Two detail pages go deeper on the trickiest parts of this workflow: gating visual regression tests in GitHub Actions for the failure-and-artifact mechanics of the visual leg, and caching Playwright browsers in GitHub Actions for a cache key that busts correctly on Playwright upgrades.


FAQ

Should I use npm ci or npm install in GitHub Actions?

Use npm ci. It installs exactly the tree described by package-lock.json, fails immediately if the lockfile and package.json have drifted apart, and is faster because it skips dependency resolution entirely. npm install can silently rewrite the lockfile mid-run, so two runners can end up with different dependency trees and therefore different test results — the opposite of what a deterministic gate needs.

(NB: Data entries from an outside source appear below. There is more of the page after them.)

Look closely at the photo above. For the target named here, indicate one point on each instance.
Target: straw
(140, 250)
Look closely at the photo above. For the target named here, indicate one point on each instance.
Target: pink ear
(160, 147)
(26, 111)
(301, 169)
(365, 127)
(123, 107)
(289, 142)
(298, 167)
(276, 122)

Why cache ~/.cache/ms-playwright separately from node_modules?

Because the two are populated by different commands. npm ci installs the @playwright/test npm package but not the browser binaries; those are hundreds of megabytes fetched later by playwright install. If you only cache the npm layer, every run still pays the two-to-three-minute browser download. A separate cache on ~/.cache/ms-playwright, keyed on the Playwright version, skips that download while still refetching when you upgrade. The keying strategy is detailed in caching Playwright browsers in GitHub Actions.

How do I require a matrix job as a single status check?

Do not require the matrix legs directly — their names (visual (webkit)) are generated from the matrix and change whenever you edit it, which silently stops the gate. Instead add one aggregate gate job with needs on every leg and if: always(), so it runs even after a failure and fails if any leg failed. Require that single, stably-named job in branch protection. The full branch-protection walkthrough is in making visual review a required status check.

Where do Playwright diff images go when a CI run fails?

Playwright writes the expected, actual, and diff PNGs into test-results/ and a browsable HTML report into playwright-report/. Neither survives the ephemeral runner unless you upload it, so add an actions/upload-artifact step guarded by if: failure() that uploads both directories. Reviewers then download the artifact and open the report to see the side-by-side diff without reproducing the failure locally.